Reward the AE who flags a slipping deal early. When a rep tells you in week two of the quarter that a deal they previously committed has gone dark, that's intelligence — not failure. Publicly thank them. The next time someone has a deal in trouble, they'll tell you in week two instead of week eleven.

Use a written risk register. Every deal over a threshold (pick a number — typically 50% of average deal size) gets a one-page risk doc: top three risks, who owns mitigating each, deadline. Reviewed weekly. The act of writing risks down makes them harder to hand-wave away.
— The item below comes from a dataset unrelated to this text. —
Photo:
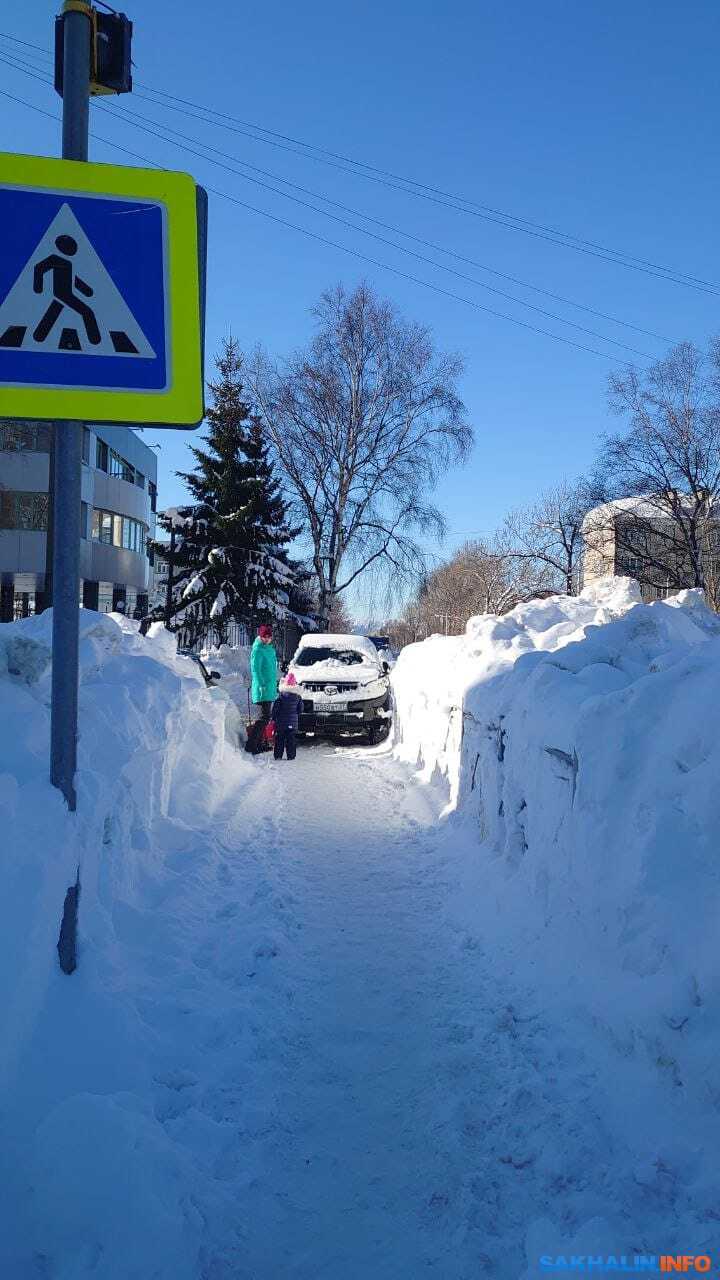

The manager's job in a real deal review is to be the most pessimistic person in the room — not to crush morale, but because optimism is already over-represented. The pipeline doesn't need another believer. It needs someone willing to ask the question nobody else will.

The takeaway

  • Pre-load the review with data, not opinions. Pull activity timelines, committee maps, and slip history before the meeting and send them to the AE the day before. Walk in with hypotheses, not curiosity.
  • Replace BANT-style questions with disconfirming ones. "If we lost this today, why?" and "Quote the buyer's last words on price" surface more risk in five minutes than 30 minutes of status updates.
  • Decouple deal reviews from forecast calls and reward early risk flags. Reps hide risk when the system punishes honesty. Change the incentives this week — different meetings, public credit for surfacing problems early, and a written risk register for every major deal.